For much of recent history, it was simply assumed that coffee was in one respect or another bad for our health. Exactly where these assumptions first stemmed from is really anyone’s guess, especially given the fact that coffee is on the whole hardly a contemporary commodity. Nevertheless, all manner of weird and wonderful scare stories left the world’s coffee communities asking serious questions as to whether or not they should even be drinking the stuff at all, despite there being no real evidence at all of any downsides.


Mercifully, common sense has once again crept back into the equation as of late and the world’s leading health groups are speaking out in defence of coffee as something that’s wholly harmless. Not only this, but the more studies that are carried out on the exact effects of coffee, the more evidence is mounting that it could in fact be nothing less than a life-saver.


The most recent instance concerns the way in which regular coffee consumption has once again showed a direct link with a lower chance of developing a deadly form of cancer. This time, researchers have suggested that drinking four or more cups of coffee each day could result in an adult woman lowering her chance of developing endometrial cancer by a full 18%. Endometrial cancer is a type of cancer that affects the lining of the uterus, leading to severe health and fertility problems along with a strong chance of early death.

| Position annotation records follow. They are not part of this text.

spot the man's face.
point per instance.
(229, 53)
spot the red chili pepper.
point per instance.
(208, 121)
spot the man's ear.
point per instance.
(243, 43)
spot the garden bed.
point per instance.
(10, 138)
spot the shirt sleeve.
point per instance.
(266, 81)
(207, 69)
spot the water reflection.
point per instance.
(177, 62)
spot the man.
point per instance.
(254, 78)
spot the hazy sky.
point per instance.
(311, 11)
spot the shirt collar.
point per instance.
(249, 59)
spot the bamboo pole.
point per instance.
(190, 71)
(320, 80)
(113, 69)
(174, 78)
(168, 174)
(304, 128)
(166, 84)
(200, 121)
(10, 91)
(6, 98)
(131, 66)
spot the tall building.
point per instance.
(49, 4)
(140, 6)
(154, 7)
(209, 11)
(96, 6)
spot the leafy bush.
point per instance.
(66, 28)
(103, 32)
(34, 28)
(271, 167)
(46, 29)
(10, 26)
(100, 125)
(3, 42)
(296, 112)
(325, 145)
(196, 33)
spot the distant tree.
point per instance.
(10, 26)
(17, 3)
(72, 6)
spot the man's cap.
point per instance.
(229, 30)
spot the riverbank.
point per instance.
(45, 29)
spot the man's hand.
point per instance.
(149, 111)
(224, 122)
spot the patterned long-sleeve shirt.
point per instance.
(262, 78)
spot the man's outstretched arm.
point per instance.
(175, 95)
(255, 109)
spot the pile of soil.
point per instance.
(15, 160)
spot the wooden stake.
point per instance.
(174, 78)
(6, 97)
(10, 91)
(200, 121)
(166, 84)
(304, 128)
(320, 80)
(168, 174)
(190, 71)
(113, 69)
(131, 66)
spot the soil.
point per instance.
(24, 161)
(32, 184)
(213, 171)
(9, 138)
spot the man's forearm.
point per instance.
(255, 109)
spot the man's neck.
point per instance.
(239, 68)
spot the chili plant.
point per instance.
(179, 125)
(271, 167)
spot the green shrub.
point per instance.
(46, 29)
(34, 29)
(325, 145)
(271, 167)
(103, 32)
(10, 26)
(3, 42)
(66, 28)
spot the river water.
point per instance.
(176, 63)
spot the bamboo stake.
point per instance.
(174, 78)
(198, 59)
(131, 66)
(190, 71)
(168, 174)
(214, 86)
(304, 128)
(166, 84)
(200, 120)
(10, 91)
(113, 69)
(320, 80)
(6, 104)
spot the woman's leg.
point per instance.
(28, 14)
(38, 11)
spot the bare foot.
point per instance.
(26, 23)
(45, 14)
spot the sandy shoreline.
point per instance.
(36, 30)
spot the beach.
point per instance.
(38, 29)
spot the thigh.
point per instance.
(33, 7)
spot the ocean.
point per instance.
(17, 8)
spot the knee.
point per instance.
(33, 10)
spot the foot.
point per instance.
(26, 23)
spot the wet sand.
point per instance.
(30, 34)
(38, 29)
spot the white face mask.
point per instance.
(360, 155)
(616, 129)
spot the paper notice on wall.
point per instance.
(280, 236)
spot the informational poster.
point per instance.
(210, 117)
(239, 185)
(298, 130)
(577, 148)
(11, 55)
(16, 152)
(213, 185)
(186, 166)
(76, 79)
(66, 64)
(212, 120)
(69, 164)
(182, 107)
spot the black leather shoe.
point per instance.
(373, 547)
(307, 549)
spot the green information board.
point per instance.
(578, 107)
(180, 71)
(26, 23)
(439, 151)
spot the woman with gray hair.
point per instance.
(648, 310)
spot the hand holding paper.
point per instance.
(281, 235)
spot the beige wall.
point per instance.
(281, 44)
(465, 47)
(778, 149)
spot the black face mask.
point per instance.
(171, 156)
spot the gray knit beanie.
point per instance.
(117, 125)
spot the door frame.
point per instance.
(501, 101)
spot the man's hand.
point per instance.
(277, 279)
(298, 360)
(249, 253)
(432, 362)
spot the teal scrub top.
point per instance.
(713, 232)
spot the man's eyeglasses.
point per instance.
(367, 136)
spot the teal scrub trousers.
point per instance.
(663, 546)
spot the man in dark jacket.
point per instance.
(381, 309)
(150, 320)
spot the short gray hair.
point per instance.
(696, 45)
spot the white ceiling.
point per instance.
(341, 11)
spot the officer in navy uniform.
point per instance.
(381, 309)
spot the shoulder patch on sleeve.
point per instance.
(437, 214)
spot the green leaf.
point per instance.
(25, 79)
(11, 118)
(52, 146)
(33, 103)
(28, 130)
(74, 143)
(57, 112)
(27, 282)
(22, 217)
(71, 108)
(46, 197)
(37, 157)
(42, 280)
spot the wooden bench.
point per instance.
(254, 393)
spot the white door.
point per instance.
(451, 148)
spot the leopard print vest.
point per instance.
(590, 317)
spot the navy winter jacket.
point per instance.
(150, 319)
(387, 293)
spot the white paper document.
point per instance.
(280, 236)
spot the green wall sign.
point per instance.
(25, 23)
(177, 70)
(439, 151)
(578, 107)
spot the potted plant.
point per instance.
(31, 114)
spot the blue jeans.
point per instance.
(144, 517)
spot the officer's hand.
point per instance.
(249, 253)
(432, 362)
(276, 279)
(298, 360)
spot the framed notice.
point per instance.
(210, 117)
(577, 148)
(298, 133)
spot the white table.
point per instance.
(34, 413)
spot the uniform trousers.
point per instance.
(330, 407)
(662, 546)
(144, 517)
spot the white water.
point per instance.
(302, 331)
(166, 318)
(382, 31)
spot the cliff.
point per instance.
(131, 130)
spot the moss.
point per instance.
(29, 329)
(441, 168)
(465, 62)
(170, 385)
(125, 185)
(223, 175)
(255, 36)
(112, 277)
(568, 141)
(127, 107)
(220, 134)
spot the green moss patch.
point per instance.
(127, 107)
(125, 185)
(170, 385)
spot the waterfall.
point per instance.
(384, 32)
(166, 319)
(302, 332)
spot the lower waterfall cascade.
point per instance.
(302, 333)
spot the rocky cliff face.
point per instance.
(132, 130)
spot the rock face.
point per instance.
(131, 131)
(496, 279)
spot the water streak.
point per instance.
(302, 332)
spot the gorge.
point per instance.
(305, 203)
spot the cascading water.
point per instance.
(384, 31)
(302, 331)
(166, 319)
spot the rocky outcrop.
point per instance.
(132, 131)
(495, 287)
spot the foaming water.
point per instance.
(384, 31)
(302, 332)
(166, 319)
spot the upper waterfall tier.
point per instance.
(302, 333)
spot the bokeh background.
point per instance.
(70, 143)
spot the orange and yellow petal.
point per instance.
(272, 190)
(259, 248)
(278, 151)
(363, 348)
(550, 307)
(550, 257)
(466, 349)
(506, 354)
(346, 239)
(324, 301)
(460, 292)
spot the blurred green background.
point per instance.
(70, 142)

For the purposes of the project, a full 84 nutrients and foods were looked at in order to establish which had any positive or negative effects on the woman’s respective endometrial cancer risk. Incredibly, coffee was one of only a select few that came out with positive results.


"For most other dietary factors, there was no consistent association with endometrial cancer risk," wrote the researchers.


"We were not surprised by the results that a high versus low intake of coffee was associated with a reduced risk for endometrial cancer, because they were consistent with what has been observed in previous studies."


What’s even more interesting is the way in which this particular study does not in fact suggest that it is the caffeine itself within the coffee that could lead to a lower risk of cancer development. While regular caffeine intake has been linked with an array of health benefits, this study included several other products which also contained caffeine alongside caffeinated coffee. As such, it either came down to another element within the coffee or combination thereof to produce the anti-cancer effects.


Of course, the researchers were adamant in pointing out that such evidence of a link does not in any way suggest that coffee is any kind of ‘silver bullet’ as a preventative measure for endometrial cancer or any other condition. However, it certainly adds to the pile more evidence that not only have historic scare stories with regard to the safety of coffee been hugely blown out of proportion – they may in fact of done little other than rob certain concerned coffee communities of all manner of health benefits.